The Economic Survey: 2025-26 was released at the back of unpredictable global economic order. With major countries becoming increasingly inward looking and breaking the global value chains, countries like India trying to navigate through this changing global order and becoming, as per Chief Economic Advisor V Anantha Nageswaran’s words, increasingly ‘strategically indispensable’.
In this context, apart from making macro assessments for FY27, the Survey brings out many micro and process related reforms to overcome the global shocks that we have witnessed since beginning of 2025.
Growth will be sustained only through reforms
Two chapters that highlight the medium to long-term strategy in the Survey are one on industry and infrastructure investments. The Survey argues that for reviving domestic drivers of growth there is a need to focus on structural transformation, productivity and competitiveness. While Indian industry has witnessed greater momentum with the growth rate of 6.2 per cent in 2025-26, with strong acceleration in manufacturing at 7 per cent., sustaining such high growth needs sustained reforms in many areas.
The Survey positions the industry sector as the one ready for its next big leap, with the backing of the continued thrust placed on infrastructure and logistics by the government. In addition to this the support through Production Linked Incentives (PLI) schemes and other interventions such as the India Semiconductor Mission, combined by the focused approach towards strengthening the MSMEs changing the face of Indian industry. All these measures are expected to reduce the cost of production.
However, the Survey could have looked at this aspect little more in-depth whether these reforms have led to reduction in cost of production.
A tech orientation to the diversification of industrial base
The Survey also highlights the developments in the Research & Development where government has taken a number of initiatives leading to a shift towards high technology manufacturing, as medium and high technology activities accounted for over 46 per cent of India’s total manufacturing value added. The Survey highlights that the most significant change in the recent period is the diversification of the industrial base to include tech-intensive segments.
Swadeshi dimension
The Survey argues that India needs to strengthen its backward linkages in the global value chains that will also improve export growth. As we navigate this path, strengthening export competitiveness along with reducing the excessive reliance on imports becomes crucial. In the changing global environment, the Survey argues, strategically placing oneself in the global value chain requires Swadeshi path. The Survey deals the Swadeshi issue little more in-depth and argues that it is inevitable for India to adopt Swadeshi for four reasons: global order has changed, trade is no longer fair, markets no longer neutral, and supply chains have become state instruments. Further, it provides a number of examples of how so many countries already adopting swadeshi.
Employment-intensity of industrialization needed more focus
Last Union Budget, while assessing the PLI scheme, it has shifted its focus to Employment Linked Incentive (ELI) scheme as any growth in industry should also need to be employment generating. However, the Survey, although there is a separate chapter on employment, doesn’t delve enough on this aspect in the context of industrialisation. This is especially so as the transition that the industry undergoing it needs to generate more employment. One of the special themes of the Survey is Artificial Intelligence (AI). However, the Survey could have engaged analytically on the impact of AI on employment.
On the infrastructure, the Survey extensively discusses the consistent push given by the Union government towards infrastructure, which has significantly strengthened connectivity. However, one must study more on its broad spillovers to completely understand its outcome. Investments in infrastructure which has been a continued priority of the Union government has harnessed its benefits through better connectivity among the urban centres, through shorter travel time, particularly helping quicker freight movements along with the last mile connectivity taking on board the rural centres. The Survey suggest that with improvement in ease of doing business, there has been a better participation from the private sector under the Public-Private Partnership (PPP) models. However, the Survey could have highlighted that success of PPP model is limited only to few and not across all the infrastructure sectors.

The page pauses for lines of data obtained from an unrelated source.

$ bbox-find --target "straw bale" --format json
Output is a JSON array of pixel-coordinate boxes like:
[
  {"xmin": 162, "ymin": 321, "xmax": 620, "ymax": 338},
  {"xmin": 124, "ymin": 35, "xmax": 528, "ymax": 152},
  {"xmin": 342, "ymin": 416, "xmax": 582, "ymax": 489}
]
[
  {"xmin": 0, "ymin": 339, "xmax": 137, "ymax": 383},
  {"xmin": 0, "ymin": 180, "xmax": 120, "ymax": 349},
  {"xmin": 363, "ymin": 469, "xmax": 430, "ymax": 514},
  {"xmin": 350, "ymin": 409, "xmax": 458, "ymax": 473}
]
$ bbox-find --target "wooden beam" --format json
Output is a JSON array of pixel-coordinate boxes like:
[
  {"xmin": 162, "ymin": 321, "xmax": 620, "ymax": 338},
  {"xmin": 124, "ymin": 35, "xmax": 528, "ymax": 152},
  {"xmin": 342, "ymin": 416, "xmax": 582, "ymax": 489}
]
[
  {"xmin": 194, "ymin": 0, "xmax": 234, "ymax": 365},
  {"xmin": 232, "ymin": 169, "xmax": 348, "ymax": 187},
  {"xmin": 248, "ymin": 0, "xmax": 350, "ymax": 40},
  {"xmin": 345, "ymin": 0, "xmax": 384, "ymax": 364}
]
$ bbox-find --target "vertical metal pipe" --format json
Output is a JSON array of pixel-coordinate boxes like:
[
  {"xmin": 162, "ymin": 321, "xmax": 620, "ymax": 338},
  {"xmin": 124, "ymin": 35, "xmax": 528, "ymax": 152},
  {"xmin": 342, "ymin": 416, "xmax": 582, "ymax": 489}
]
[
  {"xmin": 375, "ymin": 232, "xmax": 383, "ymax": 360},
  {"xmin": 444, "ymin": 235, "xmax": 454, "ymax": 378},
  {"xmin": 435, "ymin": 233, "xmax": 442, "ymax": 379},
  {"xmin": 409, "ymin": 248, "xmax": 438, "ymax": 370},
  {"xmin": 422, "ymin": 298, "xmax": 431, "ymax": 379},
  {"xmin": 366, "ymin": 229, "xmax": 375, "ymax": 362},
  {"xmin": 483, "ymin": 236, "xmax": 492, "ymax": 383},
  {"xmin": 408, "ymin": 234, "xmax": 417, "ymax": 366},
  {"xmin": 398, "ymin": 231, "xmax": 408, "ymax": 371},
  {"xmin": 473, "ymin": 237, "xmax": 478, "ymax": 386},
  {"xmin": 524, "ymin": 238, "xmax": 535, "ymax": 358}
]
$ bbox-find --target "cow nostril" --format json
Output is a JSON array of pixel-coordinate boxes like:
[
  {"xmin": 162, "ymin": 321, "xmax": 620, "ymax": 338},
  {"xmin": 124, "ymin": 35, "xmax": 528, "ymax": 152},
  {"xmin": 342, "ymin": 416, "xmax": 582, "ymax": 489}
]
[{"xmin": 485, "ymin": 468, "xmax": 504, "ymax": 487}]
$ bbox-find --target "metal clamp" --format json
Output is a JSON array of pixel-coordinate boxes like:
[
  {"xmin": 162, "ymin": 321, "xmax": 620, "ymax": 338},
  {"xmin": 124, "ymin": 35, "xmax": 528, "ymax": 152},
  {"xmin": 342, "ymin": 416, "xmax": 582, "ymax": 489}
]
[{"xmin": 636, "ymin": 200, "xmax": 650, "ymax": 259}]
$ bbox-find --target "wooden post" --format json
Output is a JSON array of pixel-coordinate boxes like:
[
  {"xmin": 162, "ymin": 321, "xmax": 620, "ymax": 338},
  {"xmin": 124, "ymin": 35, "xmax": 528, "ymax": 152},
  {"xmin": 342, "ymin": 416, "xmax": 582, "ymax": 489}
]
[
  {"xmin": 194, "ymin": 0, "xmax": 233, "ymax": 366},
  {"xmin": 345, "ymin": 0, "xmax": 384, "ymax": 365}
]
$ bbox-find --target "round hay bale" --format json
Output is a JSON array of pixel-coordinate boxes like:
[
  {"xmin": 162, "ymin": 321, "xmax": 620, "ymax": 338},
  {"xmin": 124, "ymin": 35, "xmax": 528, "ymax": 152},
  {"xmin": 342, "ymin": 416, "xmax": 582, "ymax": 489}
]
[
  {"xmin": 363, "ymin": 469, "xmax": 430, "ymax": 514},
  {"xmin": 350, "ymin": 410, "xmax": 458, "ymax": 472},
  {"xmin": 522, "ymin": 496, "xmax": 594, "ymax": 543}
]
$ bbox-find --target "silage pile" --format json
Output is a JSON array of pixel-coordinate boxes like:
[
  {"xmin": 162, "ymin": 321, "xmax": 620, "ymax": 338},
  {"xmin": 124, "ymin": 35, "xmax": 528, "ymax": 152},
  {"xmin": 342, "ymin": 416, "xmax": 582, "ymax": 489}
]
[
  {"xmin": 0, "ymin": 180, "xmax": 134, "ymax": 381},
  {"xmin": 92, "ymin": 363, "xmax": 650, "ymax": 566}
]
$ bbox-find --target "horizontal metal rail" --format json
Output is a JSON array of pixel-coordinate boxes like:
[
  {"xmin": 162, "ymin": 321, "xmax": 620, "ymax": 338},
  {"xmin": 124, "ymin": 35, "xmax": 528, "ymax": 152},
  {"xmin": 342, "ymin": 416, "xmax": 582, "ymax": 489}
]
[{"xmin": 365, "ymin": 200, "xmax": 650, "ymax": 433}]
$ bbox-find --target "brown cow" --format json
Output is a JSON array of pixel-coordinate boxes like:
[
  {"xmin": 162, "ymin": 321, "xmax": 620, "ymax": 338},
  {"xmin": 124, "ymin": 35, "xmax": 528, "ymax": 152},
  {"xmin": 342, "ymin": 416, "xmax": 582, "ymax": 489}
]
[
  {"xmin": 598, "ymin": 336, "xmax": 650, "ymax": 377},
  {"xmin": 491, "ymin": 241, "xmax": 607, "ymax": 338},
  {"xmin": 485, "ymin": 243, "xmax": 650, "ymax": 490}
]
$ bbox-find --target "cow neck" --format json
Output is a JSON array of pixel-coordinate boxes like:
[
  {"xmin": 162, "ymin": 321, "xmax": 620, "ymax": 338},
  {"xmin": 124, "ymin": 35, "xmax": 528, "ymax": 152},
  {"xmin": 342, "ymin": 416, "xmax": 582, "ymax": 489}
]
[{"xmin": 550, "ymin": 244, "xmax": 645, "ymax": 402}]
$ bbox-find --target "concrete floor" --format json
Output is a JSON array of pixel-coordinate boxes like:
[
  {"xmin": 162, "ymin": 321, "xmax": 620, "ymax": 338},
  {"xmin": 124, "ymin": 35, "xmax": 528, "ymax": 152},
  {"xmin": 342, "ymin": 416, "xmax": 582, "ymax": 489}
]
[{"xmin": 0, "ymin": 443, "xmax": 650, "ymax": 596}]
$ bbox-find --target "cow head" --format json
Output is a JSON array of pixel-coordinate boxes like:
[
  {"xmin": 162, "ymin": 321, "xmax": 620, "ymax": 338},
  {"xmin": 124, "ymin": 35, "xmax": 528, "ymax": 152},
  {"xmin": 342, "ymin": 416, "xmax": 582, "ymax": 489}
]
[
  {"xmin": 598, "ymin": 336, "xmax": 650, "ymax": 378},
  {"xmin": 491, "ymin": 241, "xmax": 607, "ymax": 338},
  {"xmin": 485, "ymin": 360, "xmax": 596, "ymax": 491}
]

Domestic savings needs attention
The Survey, while arguing that the India’s potential GDP growth has improved from 6.5 to 7 per cent, suggest that key reforms that encompass industry and infrastructure have played a major role in enhancing potential growth. And this could be through larger multiplier effect expected from public investments. Here it highlights three aspects for this improvement: improvement in capital accumulation; labor market reforms; and improvement in productivity.
With an investment rate of 30 per cent, potential growth of 7 per cent requires substantial productivity improvement. The Survey argues that with digital public infrastructure and with increased focus on regulatory simplifications as well as with efficiency gains, the productivity is expected to improve.
In the case of capital accumulation, as it is largely dependent on domestic savings and is declining over the years, there is need to focus on measures to revive the domestic savings. Many studies have suggested that India need to enhance its investment rate atleast by 2 to 3 per cent to achieve 7 to 8 per cent growth for Viksit Bharat. This needs more domestic savings. Else, this would also have implications on the external account as well as rupee value. Bearing this limitation on the external account, in all, the Survey presents an optimistic picture about the Indian economy and backs with very convincing arguments as well as policy initiatives.
(Blessy Augustine is an Assistant Professor and N R Bhanumurthy is Director of the Madras School of Economics.)
Views are personal and do not represent the stand of this publication.